In this work, we have proposed a new net ordering method based on machine learning techniques. Our new method outperforms previous heuristics-based methods proposed in2based on the experiments conducted as part of this work. Moreover, our experiments have also shown that indeed net ordering significantly affects the overall layer assignment process of the 2-dimensional routing result in global routing. As a result, our machine learning based method significantly improved the global routing algorithm first proposed in2 for semiconductor chip and package design.

As discussed in section §2, net ordering in global routing with layer compression plays a crucial role in the global routing process in semiconductor package design. We however emphasize that our work does not optimize other optimizeable steps in global routing with layer compression, including the algorithm for 2d routing after layer compression or the discretization of the routing environment. Our work concentrates on optimizing the net ordering part of the global routing process with layer compression. A small improvement as we achieved in this work in the sequence of optimizeable steps in the global routing process has a cumulative positive effect for the overall global routing result.

To give an example, we expect to be able to further optimize the global routing process by applying machine learning techniques to the actual layer assignment process described in2. like net ordering, the algorithm in2 for layer assignment of the 2-dimensional routing results is based on a heuristics-based minimum via cost function that measures the cost of lifting a certain segment of the 2-dimensional routing result to a k-th layer by assessing the cost of adding a via connection from layer 1 to layer k. This heuristics-based minimum cost function indeed can be replaced by a machine learning model that optimizes the minimum cost much more effectively than a hard-coded cost function based on heuristics. As a result, we believe that our improvements achieved in this work can be combined with further optimized routing steps such as the 2d routing step or the routing environment discretization step. We hope to explore these improvements in future work.

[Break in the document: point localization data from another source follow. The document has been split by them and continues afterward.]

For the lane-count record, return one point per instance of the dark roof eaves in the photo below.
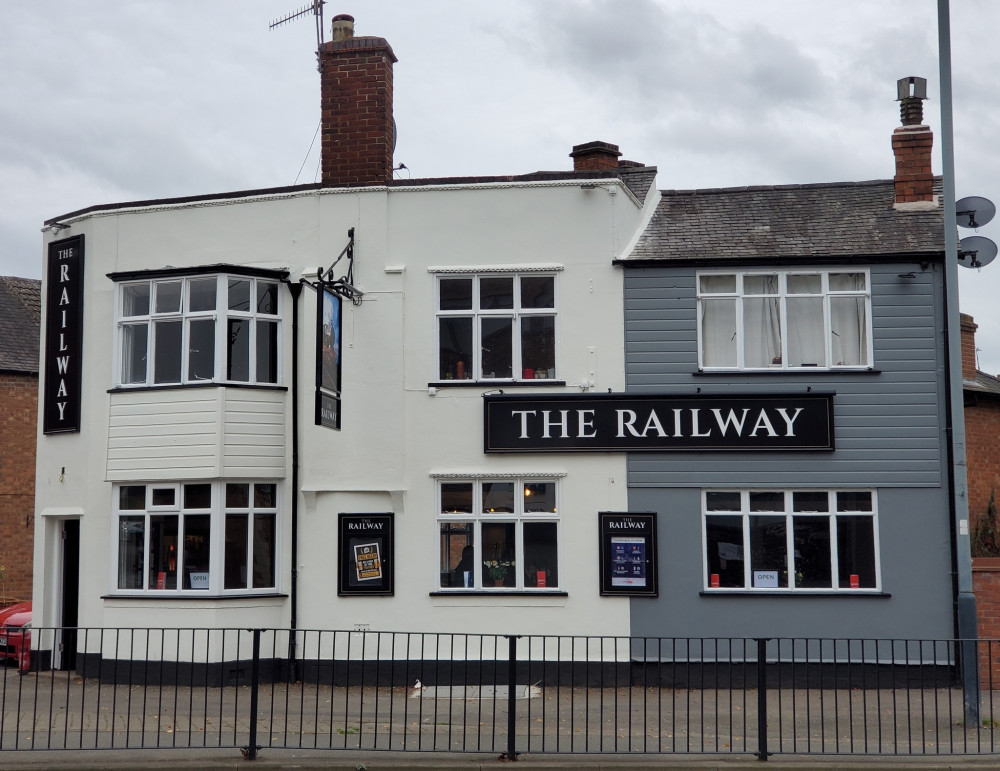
(769, 188)
(797, 259)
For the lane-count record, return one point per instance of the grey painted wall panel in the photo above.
(888, 424)
(889, 434)
(916, 597)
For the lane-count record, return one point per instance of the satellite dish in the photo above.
(976, 252)
(974, 212)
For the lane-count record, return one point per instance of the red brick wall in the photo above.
(982, 452)
(18, 421)
(914, 180)
(986, 586)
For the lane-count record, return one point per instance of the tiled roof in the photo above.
(20, 314)
(788, 221)
(638, 179)
(984, 384)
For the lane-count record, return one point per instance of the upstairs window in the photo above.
(784, 320)
(797, 540)
(197, 537)
(198, 329)
(497, 327)
(499, 534)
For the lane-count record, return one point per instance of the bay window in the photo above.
(497, 327)
(197, 329)
(784, 319)
(217, 537)
(498, 534)
(790, 539)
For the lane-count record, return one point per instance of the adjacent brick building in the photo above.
(982, 429)
(19, 325)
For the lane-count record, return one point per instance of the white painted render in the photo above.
(399, 435)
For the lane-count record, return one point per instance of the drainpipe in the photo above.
(295, 290)
(965, 600)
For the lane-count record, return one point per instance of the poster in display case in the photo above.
(628, 553)
(365, 554)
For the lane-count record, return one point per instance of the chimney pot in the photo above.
(912, 143)
(356, 106)
(342, 28)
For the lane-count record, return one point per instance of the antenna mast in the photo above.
(316, 9)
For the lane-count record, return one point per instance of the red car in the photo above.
(15, 634)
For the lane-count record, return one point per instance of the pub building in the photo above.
(374, 404)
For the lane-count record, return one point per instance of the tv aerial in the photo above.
(974, 212)
(316, 9)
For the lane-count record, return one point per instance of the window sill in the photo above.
(500, 593)
(206, 384)
(191, 595)
(804, 371)
(494, 383)
(838, 593)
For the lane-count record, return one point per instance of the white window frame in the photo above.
(220, 315)
(477, 314)
(789, 584)
(739, 295)
(519, 517)
(217, 535)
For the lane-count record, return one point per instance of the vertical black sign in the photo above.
(63, 336)
(366, 554)
(328, 352)
(628, 553)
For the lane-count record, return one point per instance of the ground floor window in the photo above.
(498, 534)
(790, 539)
(196, 536)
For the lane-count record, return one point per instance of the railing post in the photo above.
(511, 753)
(762, 753)
(250, 752)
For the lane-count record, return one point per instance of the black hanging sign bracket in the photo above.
(343, 286)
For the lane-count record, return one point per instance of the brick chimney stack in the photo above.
(595, 156)
(911, 144)
(969, 328)
(356, 107)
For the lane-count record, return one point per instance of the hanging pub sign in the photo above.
(366, 554)
(328, 365)
(628, 553)
(63, 336)
(651, 423)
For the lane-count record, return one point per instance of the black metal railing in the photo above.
(497, 694)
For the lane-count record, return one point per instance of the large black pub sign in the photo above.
(63, 336)
(367, 546)
(652, 423)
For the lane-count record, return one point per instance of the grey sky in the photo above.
(111, 100)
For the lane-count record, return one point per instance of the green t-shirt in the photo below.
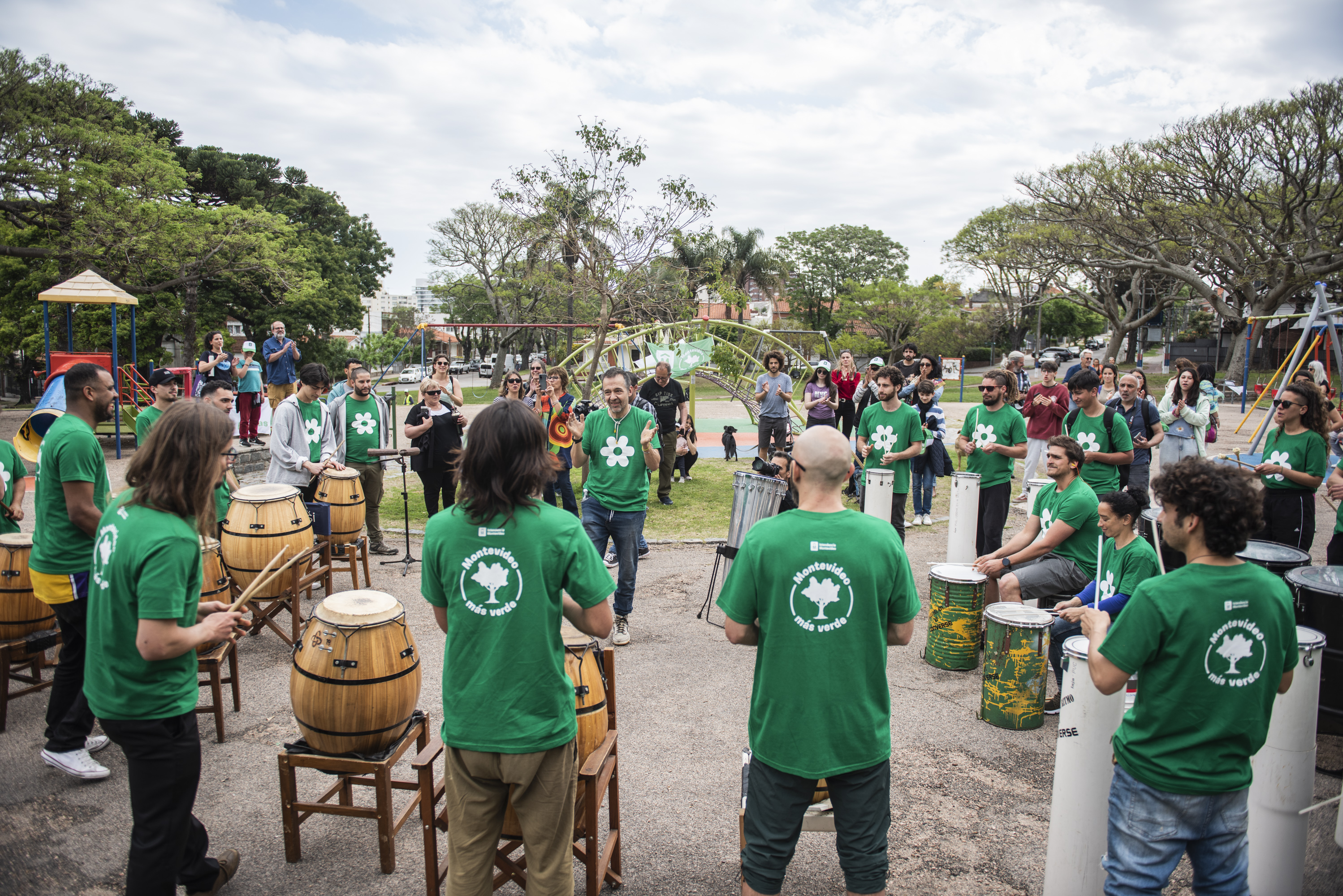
(1005, 426)
(1209, 645)
(891, 432)
(312, 414)
(1306, 452)
(1122, 570)
(504, 681)
(1091, 435)
(147, 567)
(69, 453)
(617, 474)
(362, 422)
(146, 421)
(1075, 505)
(824, 587)
(11, 470)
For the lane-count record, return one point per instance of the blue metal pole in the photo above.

Additionally, we expect that further optimization can be achieved in net ordering if the number of layers and nets increases beyond the scope of the training data that we have used as part of this work. Furthermore, we hope to further improve our machine learning model by testing it against other model architectures such as convolutional neural networks (CNN) and graph neural networks (GNN). We hope to explore these directions in future work.

As a final comment, we would like to emphasize that semiconductor package design heavily relies on physical design constraints. These may include the efficiency of the design in dispersing heat generated by the components of the semiconductor package and the minimum distance between connections in order to avoid signal interference. Evaluating the overall performance of a particular routing design under the collection of these physical constraints in itself is a challenging problem, which we plan to explore in future work.